To estimate the causality from $Y$ to $X$ when there are other variables in the system, construct VAR models of $X$ along with other variables including $Y$ in one case and excluding it in the other. Then check which of the models is better suited by computing Granger F-statistic.


Simulate coupled AR processes defined as -

\[X(t) = aX(t-1) + cY(t-1) + \epsilon_{X,t} \\ Y(t) = bY(t-1)+ \epsilon_{Y, t}\]

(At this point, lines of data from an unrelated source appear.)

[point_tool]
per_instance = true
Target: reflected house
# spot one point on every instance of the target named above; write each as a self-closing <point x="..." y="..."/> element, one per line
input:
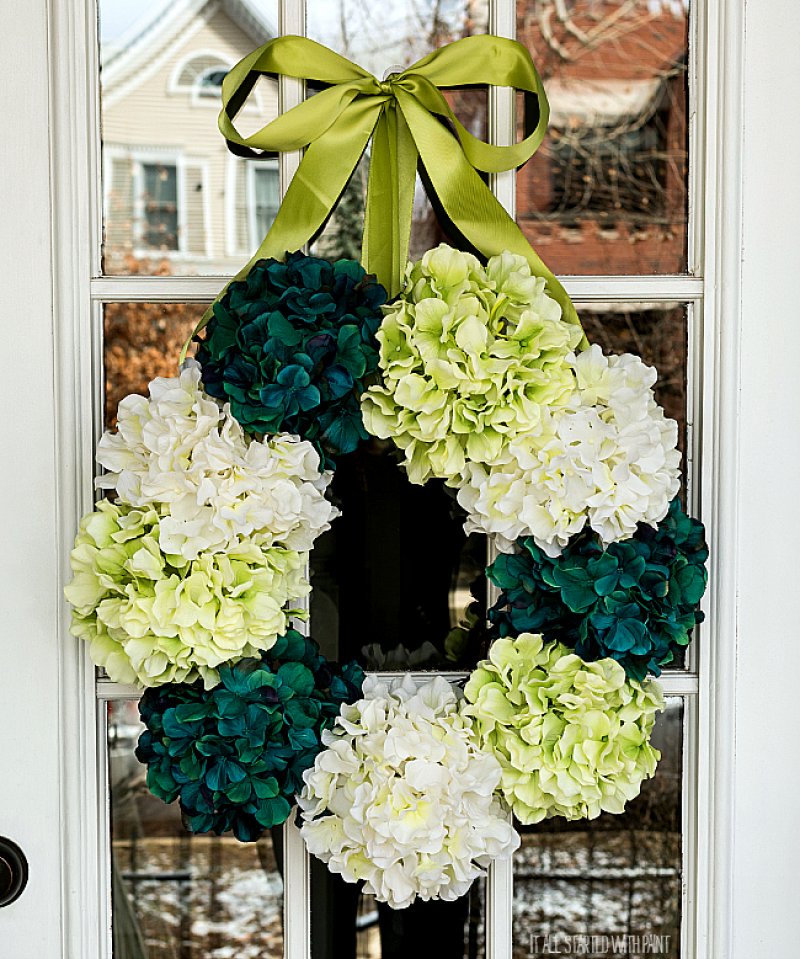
<point x="607" y="192"/>
<point x="173" y="194"/>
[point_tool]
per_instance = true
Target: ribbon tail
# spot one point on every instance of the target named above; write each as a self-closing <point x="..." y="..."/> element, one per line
<point x="474" y="210"/>
<point x="318" y="183"/>
<point x="390" y="200"/>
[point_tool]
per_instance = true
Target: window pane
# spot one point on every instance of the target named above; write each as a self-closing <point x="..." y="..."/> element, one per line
<point x="382" y="38"/>
<point x="607" y="191"/>
<point x="616" y="878"/>
<point x="179" y="896"/>
<point x="347" y="924"/>
<point x="175" y="200"/>
<point x="142" y="341"/>
<point x="395" y="576"/>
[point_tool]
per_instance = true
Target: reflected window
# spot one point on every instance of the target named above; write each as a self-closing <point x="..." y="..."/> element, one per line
<point x="201" y="72"/>
<point x="265" y="198"/>
<point x="210" y="83"/>
<point x="176" y="201"/>
<point x="159" y="204"/>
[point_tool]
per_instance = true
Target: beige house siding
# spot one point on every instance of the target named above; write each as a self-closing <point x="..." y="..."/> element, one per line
<point x="148" y="119"/>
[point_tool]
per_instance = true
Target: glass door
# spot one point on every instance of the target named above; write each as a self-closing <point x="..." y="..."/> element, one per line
<point x="610" y="201"/>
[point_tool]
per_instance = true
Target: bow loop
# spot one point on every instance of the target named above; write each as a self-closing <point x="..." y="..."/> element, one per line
<point x="408" y="119"/>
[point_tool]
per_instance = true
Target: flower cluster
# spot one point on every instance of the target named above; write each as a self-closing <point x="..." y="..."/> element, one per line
<point x="290" y="345"/>
<point x="234" y="755"/>
<point x="402" y="798"/>
<point x="635" y="601"/>
<point x="207" y="543"/>
<point x="607" y="458"/>
<point x="151" y="617"/>
<point x="213" y="487"/>
<point x="572" y="738"/>
<point x="470" y="356"/>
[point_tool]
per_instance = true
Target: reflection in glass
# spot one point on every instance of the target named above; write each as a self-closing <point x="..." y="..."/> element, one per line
<point x="179" y="896"/>
<point x="175" y="200"/>
<point x="142" y="341"/>
<point x="607" y="192"/>
<point x="384" y="38"/>
<point x="616" y="878"/>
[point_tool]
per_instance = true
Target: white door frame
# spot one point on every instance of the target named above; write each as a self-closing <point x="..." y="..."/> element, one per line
<point x="746" y="842"/>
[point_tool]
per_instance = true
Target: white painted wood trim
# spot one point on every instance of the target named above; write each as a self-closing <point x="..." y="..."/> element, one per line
<point x="584" y="289"/>
<point x="720" y="48"/>
<point x="76" y="202"/>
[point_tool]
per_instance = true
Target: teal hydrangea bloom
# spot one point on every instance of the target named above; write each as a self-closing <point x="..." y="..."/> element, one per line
<point x="635" y="601"/>
<point x="234" y="755"/>
<point x="290" y="347"/>
<point x="572" y="738"/>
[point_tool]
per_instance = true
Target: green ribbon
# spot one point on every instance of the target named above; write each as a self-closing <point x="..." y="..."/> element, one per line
<point x="403" y="115"/>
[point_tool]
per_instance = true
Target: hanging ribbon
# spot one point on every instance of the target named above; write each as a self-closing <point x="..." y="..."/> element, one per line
<point x="403" y="115"/>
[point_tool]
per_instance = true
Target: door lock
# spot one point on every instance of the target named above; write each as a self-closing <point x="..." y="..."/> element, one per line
<point x="13" y="871"/>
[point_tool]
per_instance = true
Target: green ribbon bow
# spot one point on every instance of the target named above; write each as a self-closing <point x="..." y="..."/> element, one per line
<point x="402" y="115"/>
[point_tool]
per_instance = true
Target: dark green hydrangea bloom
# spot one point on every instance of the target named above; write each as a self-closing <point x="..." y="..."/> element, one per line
<point x="635" y="601"/>
<point x="290" y="346"/>
<point x="234" y="755"/>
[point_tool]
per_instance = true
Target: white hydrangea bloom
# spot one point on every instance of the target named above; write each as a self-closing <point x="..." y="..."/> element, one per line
<point x="609" y="459"/>
<point x="402" y="798"/>
<point x="182" y="453"/>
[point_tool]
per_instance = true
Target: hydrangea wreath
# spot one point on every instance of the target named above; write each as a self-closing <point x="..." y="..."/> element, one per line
<point x="606" y="459"/>
<point x="572" y="738"/>
<point x="208" y="541"/>
<point x="213" y="487"/>
<point x="151" y="617"/>
<point x="481" y="386"/>
<point x="402" y="798"/>
<point x="559" y="452"/>
<point x="470" y="357"/>
<point x="234" y="755"/>
<point x="290" y="346"/>
<point x="636" y="601"/>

where $a=0.9, b=0.8, c=0.8$ and length of the series is 1000. Simulate the noise terms, $\epsilon_X, \epsilon_Y = \eta\nu$ where $\eta$ is the standard normal distribution and $\nu = 0.01$ is the intensity of noise. Estimate the AR coefficients of the simulated signal $X$, assuming two models of $X$:

  1. $X(t)$ depends only on past $X$ values
  2. $X(t)$ depends on past $X$ and $Y$ values

Assume maximum lags = $k$ in both cases to be 10. By estimating the variance of the error terms for each $k$, estimate $AIC(k)$ for both models. Select models 1. and 2. with optimal $AIC$. Using these models, compute Granger causality F-statistic from $Y$ to $X$.